Home Page: https://arxiv.org/abs/1902.09487

License: BSD 3-Clause "New" or "Revised" License

Python 96.78% Shell 3.22%

murel.bootstrap.pytorch's Introduction

MUREL: Multimodal Relational Reasoning for Visual Question Answering

The MuRel network is a Machine Learning model learned end-to-end to answer questions about images. It relies on the object bounding boxes extracted from the image to build a complitely connected graph where each node corresponds to an object or region. The MuRel network contains a MuRel cell over which it iterates to fuse the question representation with local region features, progressively refining visual and question interactions. Finally, after a global aggregation of local representations, it answers the question using a bilinear model. Interestingly, the MuRel network doesn't include an explicit attention mechanism, usually at the core of state-of-the-art models. Its rich vectorial representation of the scene can even be leveraged to visualize the reasoning process at each step.

The MuRel cell is a novel reasoning module which models interactions between question and image regions. Its pairwise relational component enriches the multimodal representations of each node by taking their context into account in the modeling.

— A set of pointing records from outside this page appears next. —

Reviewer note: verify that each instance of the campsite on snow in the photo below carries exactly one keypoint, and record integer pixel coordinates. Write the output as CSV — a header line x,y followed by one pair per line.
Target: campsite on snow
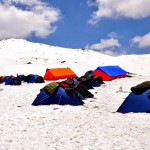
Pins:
x,y
59,98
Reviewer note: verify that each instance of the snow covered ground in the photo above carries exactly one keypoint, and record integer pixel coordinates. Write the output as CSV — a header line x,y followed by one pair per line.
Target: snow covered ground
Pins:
x,y
94,126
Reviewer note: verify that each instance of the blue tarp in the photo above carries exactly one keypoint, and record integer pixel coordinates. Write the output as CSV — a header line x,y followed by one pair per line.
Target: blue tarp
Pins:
x,y
112,70
136,103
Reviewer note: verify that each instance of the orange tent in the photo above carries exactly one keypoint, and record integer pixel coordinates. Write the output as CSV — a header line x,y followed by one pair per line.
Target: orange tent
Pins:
x,y
58,73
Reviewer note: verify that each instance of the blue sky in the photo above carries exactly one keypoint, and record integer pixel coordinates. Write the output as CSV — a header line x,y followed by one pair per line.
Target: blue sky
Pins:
x,y
112,27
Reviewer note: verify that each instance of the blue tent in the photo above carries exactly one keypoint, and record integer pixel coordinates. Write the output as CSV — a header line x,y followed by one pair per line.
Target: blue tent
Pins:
x,y
60,97
12,81
109,72
136,103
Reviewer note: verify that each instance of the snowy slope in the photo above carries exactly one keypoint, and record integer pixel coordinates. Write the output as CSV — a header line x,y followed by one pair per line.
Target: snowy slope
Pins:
x,y
93,126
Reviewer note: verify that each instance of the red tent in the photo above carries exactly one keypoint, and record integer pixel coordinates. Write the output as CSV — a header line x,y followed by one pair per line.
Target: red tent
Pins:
x,y
58,73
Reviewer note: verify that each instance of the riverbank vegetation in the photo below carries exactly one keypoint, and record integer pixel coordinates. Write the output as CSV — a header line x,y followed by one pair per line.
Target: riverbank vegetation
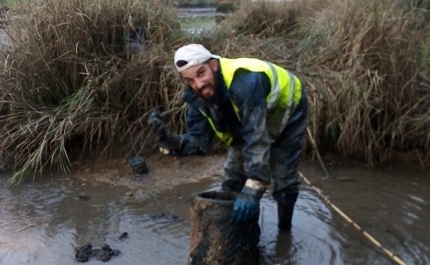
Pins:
x,y
71,82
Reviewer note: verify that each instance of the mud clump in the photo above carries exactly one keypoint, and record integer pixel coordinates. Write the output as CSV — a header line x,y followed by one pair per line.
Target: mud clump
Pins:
x,y
165,216
86,252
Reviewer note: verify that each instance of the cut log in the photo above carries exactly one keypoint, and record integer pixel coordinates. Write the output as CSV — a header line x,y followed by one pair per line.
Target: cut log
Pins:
x,y
215,238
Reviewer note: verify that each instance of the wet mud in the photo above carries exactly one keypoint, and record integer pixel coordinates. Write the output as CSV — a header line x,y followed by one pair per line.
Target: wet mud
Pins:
x,y
87,252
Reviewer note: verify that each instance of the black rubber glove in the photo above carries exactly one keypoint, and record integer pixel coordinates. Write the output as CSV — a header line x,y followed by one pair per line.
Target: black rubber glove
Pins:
x,y
166,139
247,203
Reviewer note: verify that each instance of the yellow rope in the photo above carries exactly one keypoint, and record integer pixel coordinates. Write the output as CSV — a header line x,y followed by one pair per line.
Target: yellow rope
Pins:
x,y
393,257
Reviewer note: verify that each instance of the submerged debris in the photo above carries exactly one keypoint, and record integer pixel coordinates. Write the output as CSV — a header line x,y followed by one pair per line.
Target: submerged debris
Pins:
x,y
123,236
83,197
138,165
105,253
167,216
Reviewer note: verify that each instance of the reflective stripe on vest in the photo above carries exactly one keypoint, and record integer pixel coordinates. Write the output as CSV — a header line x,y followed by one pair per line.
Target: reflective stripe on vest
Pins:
x,y
279,102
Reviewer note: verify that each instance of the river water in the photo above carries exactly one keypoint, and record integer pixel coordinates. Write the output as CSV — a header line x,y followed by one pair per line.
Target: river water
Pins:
x,y
42,221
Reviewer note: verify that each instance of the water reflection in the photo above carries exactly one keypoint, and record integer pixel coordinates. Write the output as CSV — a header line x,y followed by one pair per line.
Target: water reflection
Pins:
x,y
41,222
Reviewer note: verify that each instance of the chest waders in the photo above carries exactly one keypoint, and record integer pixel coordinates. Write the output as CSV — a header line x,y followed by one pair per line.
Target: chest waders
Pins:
x,y
284,94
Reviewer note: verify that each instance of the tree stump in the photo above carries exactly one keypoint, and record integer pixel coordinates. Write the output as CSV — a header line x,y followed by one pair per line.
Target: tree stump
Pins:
x,y
215,238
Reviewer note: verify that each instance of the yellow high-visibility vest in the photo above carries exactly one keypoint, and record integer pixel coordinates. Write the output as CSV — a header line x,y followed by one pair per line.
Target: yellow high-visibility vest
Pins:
x,y
284,95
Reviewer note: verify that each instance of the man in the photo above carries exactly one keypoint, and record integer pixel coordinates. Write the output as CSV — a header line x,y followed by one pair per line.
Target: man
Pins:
x,y
258,109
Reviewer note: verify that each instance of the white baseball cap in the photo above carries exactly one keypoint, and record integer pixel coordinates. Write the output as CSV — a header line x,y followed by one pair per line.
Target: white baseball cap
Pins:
x,y
191,55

In this repo, we make our datasets and models available via pip install. Also, we provide pretrained models and all the code needed to reproduce the experiments from our CVPR 2019 paper.

Summary

Installation

1. Python 3 & Anaconda

We don't provide support for python 2. We advise you to install python 3 with Anaconda. Then, you can create an environment.

2. As standalone project

conda create --name murel python=3.7
source activate murel
git clone --recursive https://github.com/Cadene/murel.bootstrap.pytorch.git
cd murel.bootstrap.pytorch
pip install -r requirements.txt

3. Download datasets

Download annotations, images and features for VQA experiments:

bash murel/datasets/scripts/download_vqa2.sh
bash murel/datasets/scripts/download_vgenome.sh
bash murel/datasets/scripts/download_tdiuc.sh
bash murel/datasets/scripts/download_vqacp2.sh

Note: The features have been extracted from a pretrained Faster-RCNN with caffe. We don't provide the code for pretraining or extracting features for now.

(2. As a python library)

By importing the murel python module, you can access datasets and models in a simple way:

from murel.datasets.vqacp2 import VQACP2
from murel.models.networks.murel_net import MurelNet
from murel.models.networks.murel_cell import MurelCell
from murel.models.networks.pairwise import Pairwise

To be able to do so, you can use pip:

pip install murel.bootstrap.pytorch

Or install from source:

git clone https://github.com/Cadene/murel.bootstrap.pytorch.git
python setup.py install

Note: This repo is built on top of block.bootstrap.pytorch. We import VQA2, TDIUC, VGenome from the latter.

Quick start

Train a model

The boostrap/run.py file load the options contained in a yaml file, create the corresponding experiment directory and start the training procedure. For instance, you can train our best model on VQA2 by running:

python -m bootstrap.run -o murel/options/vqa2/murel.yaml

Then, several files are going to be created in logs/vqa2/murel:

  • options.yaml (copy of options)
  • logs.txt (history of print)
  • logs.json (batchs and epochs statistics)
  • view.html (learning curves)
  • ckpt_last_engine.pth.tar (checkpoints of last epoch)
  • ckpt_last_model.pth.tar
  • ckpt_last_optimizer.pth.tar
  • ckpt_best_eval_epoch.accuracy_top1_engine.pth.tar (checkpoints of best epoch)
  • ckpt_best_eval_epoch.accuracy_top1_model.pth.tar
  • ckpt_best_eval_epoch.accuracy_top1_optimizer.pth.tar

Many options are available in the options directory.

Evaluate a model

At the end of the training procedure, you can evaluate your model on the testing set. In this example, boostrap/run.py load the options from your experiment directory, resume the best checkpoint on the validation set and start an evaluation on the testing set instead of the validation set while skipping the training set (train_split is empty). Thanks to --misc.logs_name, the logs will be written in the new logs_test.txt and logs_test.json files, instead of being appended to the logs.txt and logs.json files.

python -m bootstrap.run \
-o logs/vqa2/murel/options.yaml \
--exp.resume best_accuracy_top1 \
--dataset.train_split \
--dataset.eval_split test \
--misc.logs_name test

Reproduce results

VQA2 dataset

Training and evaluation (train/val)

We use this simple setup to tune our hyperparameters on the valset.

python -m bootstrap.run \
-o murel/options/vqa2/murel.yaml \
--exp.dir logs/vqa2/murel

Training and evaluation (train+val/val/test)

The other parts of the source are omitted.